Hey all,
I recently started using pennylane and am very excited about the QML framework it offers.
I have been trying to make a simple QML layer for which the inputs are different quantum states. So lets say we are working with two qubits I would like to put as input to the model a 2**n_qubits = **2 = 4 dimensional normalized tensor representing the quantum state.
Is there any way in which it is possible to define the qnode functions like this?
From what I have been able to do it seems necessary to input a tensor which has the same dimension as the number of qubits to represent the quantum state. If I understand correctly this would be the two dimensional tensor where for instance [1,-1] would represent the state |01>.
But then I can find no way to distinguish between the states
|phi> = 1/sqrt(2) (|00> + |01>) and |phi> = 1/sqrt(2) (|00> - |01>) which I would like to be able to do in order to mimick input an oracle function might create.
Thanks in advance!
Hi @m.schalkers,
Thanks for your question!
If you want to initialize the quantum circuit in a specific state, you can do so using the QubitStateVector operation.
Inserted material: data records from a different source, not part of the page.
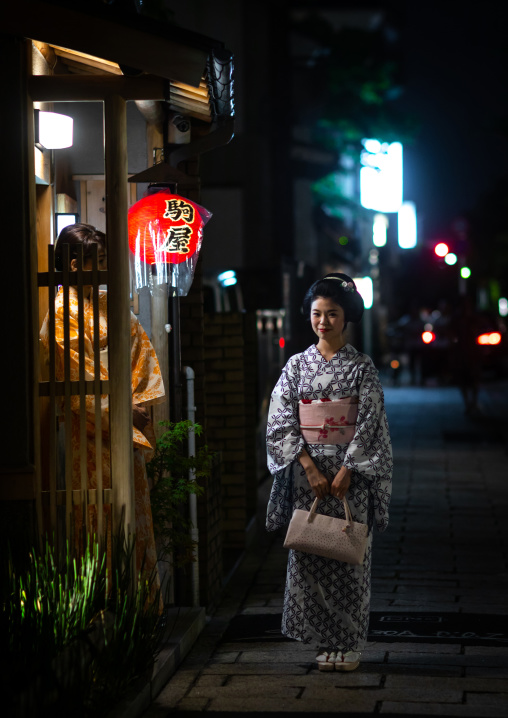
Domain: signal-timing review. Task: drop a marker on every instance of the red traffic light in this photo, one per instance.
(492, 338)
(441, 249)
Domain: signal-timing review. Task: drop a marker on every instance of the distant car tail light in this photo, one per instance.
(428, 337)
(491, 338)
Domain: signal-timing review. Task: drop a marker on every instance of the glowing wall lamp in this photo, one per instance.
(53, 131)
(407, 225)
(64, 220)
(365, 288)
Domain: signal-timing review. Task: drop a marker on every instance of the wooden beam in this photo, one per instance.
(135, 42)
(95, 88)
(119, 334)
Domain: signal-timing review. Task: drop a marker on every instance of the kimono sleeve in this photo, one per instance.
(147, 384)
(370, 451)
(284, 441)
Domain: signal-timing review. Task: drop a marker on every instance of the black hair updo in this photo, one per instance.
(76, 235)
(341, 289)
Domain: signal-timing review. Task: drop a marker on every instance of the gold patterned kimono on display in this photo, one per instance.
(147, 388)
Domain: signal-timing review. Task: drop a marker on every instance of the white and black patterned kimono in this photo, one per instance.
(326, 602)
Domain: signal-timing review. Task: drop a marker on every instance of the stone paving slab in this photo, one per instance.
(435, 709)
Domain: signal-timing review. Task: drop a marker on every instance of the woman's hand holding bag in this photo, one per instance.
(341, 539)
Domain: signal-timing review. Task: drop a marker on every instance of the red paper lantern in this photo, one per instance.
(165, 227)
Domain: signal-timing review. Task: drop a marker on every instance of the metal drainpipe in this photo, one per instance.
(193, 509)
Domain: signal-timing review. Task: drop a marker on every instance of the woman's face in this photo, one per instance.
(327, 319)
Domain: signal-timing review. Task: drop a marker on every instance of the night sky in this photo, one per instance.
(456, 60)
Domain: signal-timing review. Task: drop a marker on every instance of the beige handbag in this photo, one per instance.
(343, 540)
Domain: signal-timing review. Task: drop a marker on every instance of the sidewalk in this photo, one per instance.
(440, 571)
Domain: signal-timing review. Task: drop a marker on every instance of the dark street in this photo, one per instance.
(444, 555)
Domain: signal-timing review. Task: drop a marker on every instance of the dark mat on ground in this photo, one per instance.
(468, 629)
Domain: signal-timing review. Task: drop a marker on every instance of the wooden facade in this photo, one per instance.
(94, 49)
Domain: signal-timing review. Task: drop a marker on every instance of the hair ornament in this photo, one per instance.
(346, 286)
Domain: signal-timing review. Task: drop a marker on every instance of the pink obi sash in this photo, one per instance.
(323, 421)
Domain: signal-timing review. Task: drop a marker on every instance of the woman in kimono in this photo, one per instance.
(327, 437)
(147, 389)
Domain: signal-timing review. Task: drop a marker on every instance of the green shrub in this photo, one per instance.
(73, 638)
(169, 470)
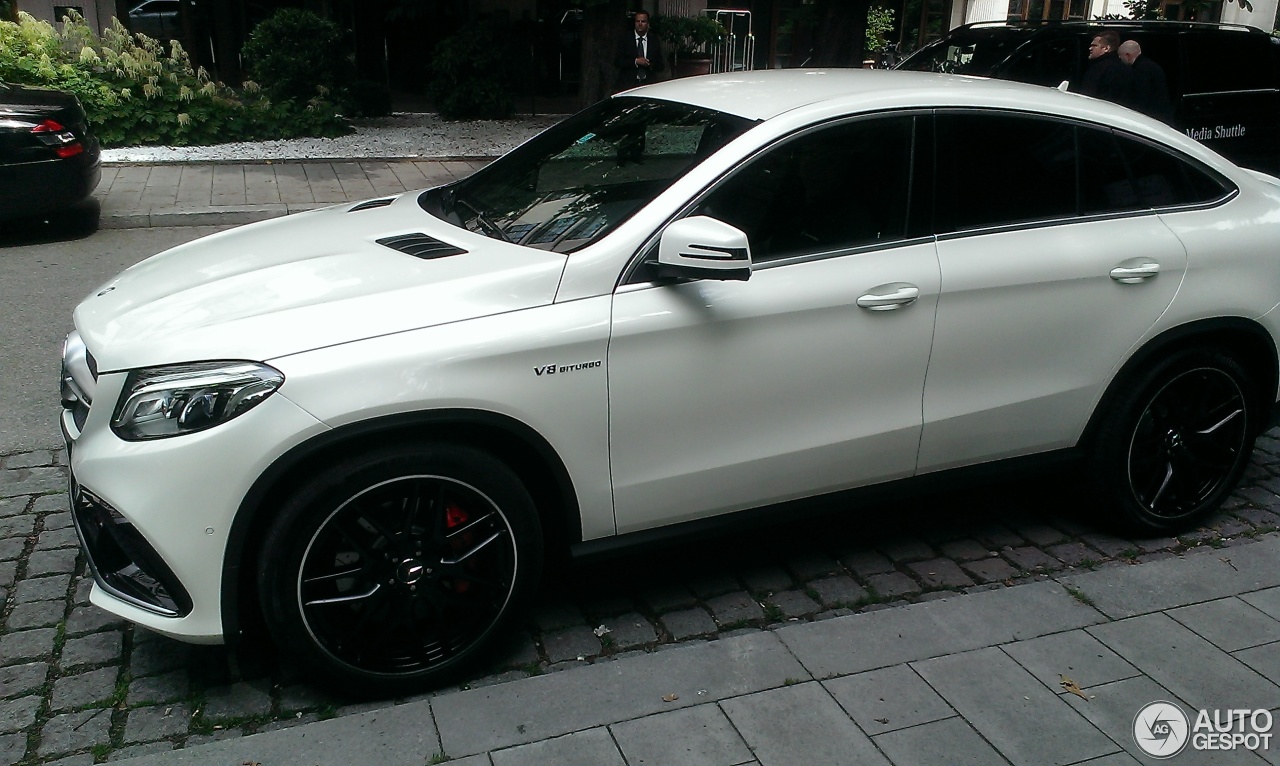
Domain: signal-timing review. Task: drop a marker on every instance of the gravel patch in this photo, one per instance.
(403, 135)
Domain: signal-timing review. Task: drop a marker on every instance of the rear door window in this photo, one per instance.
(1120, 173)
(997, 168)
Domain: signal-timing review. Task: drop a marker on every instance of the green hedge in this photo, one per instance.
(136, 92)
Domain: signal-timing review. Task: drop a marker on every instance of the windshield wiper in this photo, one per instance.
(489, 227)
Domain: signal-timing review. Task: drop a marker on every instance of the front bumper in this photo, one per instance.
(154, 518)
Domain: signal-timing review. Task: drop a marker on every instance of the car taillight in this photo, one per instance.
(53, 133)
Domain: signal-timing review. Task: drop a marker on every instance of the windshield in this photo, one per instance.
(969, 51)
(585, 176)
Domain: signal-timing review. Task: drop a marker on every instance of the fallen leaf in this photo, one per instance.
(1073, 687)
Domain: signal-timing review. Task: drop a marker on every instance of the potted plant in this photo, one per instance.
(689, 39)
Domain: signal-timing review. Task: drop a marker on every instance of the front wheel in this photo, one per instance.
(392, 571)
(1175, 442)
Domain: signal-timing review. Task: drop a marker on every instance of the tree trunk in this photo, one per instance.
(841, 33)
(602, 24)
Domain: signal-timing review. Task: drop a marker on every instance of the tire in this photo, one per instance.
(392, 571)
(1174, 442)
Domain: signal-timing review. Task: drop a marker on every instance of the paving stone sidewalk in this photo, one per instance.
(1048, 673)
(216, 194)
(80, 687)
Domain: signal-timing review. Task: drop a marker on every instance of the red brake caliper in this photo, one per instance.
(453, 518)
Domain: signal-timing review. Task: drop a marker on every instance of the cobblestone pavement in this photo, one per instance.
(80, 687)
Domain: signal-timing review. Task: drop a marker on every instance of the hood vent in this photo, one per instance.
(419, 245)
(373, 204)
It takes as input a 2^n-dimensional array specifying the coefficients of each basis state, where n is the number of qubits you want to initialize in that state.
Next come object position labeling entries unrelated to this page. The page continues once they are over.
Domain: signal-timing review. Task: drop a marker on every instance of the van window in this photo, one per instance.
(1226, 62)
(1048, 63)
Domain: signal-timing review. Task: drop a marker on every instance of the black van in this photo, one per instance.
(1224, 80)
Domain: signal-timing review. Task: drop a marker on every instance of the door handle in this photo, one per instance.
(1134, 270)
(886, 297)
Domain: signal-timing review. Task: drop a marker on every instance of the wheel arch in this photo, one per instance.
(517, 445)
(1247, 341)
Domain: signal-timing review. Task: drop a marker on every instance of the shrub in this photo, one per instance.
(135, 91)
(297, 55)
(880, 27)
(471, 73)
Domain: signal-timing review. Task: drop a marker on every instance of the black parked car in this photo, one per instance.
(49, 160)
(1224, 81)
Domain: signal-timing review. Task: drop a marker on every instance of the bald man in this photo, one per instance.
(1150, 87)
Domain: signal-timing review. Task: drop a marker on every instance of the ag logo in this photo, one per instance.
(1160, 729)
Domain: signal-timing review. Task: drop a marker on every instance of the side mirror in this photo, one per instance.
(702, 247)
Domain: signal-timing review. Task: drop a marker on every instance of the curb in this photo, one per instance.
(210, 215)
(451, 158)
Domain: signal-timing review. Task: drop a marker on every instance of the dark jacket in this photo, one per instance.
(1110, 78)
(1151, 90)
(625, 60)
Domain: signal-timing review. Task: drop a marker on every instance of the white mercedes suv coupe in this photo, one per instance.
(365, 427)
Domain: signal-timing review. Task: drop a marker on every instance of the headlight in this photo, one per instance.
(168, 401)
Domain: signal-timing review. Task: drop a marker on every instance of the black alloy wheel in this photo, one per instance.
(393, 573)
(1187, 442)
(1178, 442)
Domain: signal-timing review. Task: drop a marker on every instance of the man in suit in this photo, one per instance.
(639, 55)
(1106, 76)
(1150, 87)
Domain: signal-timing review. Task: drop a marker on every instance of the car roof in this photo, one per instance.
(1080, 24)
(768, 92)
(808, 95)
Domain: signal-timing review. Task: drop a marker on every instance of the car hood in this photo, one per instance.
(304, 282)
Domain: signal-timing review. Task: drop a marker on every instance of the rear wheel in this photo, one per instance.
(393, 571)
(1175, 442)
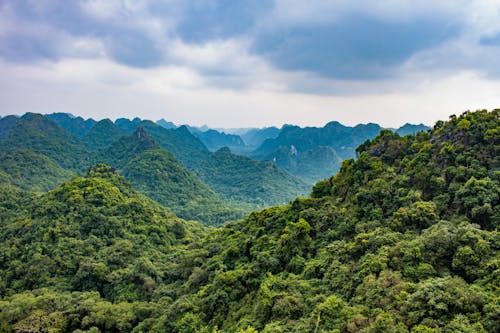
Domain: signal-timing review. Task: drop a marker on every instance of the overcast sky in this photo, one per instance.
(242, 63)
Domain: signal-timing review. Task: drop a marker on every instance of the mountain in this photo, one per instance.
(402, 239)
(45, 137)
(407, 129)
(102, 134)
(6, 124)
(256, 136)
(166, 124)
(314, 153)
(128, 126)
(77, 126)
(31, 171)
(214, 140)
(93, 234)
(188, 149)
(155, 172)
(245, 181)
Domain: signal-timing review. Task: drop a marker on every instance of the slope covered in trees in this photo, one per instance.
(38, 154)
(403, 239)
(314, 153)
(242, 180)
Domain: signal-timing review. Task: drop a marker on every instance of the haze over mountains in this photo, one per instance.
(402, 239)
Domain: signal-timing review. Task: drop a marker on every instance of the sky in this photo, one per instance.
(251, 63)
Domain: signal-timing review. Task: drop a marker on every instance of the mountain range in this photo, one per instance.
(404, 238)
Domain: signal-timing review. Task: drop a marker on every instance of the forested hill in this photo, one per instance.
(40, 152)
(403, 239)
(314, 153)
For example, if you wanted to initialize the a two-qubit system in the state \tfrac{1}{\sqrt{2}}(|00\rangle + |01\rangle), you can use
state = np.array([np.sqrt(2), np.sqrt(2), 0, 0])
QubitStateVector(state, wires=[0, 1])
If you want to initialize in state \tfrac{1}{\sqrt{2}}(|00\rangle - |01\rangle) you can instead use
state = np.array([np.sqrt(2), -np.sqrt(2), 0, 0])
QubitStateVector(state, wires=[0, 1])
In short, you donβt need to specify the state as a tensor, but rather as an array of coefficients. Hope that helps!
Thank you for your response!
I did find the QubitStateVector function to initialize a quantum state. But my problem comes when I then try to input this created state into a qnode function (where we use this qnode function as a TorchLayer).
So I would like to do something as follows:
import pennylane as qml
from pennylane import numpy as np
dev = qml.device('default.qubit', wires = 2)
@qml.qnode(dev)
def make_State(s=None):
qml.QubitStateVector(s,wires=[0,1])
return qml.probs([0,1])
state = np.array([0.j,0.j,1+0.j,0.j])
made_state = make_State(s=state)
print("printing state", state)
print("printing res of make state", made_state)
@qml.qnode(dev)
def perform_gate_on_state(s=None):
qml.CNOT(wires=[0,1])
return qml.probs([0,1])
altered_state = perform_gate_on_state(made_state)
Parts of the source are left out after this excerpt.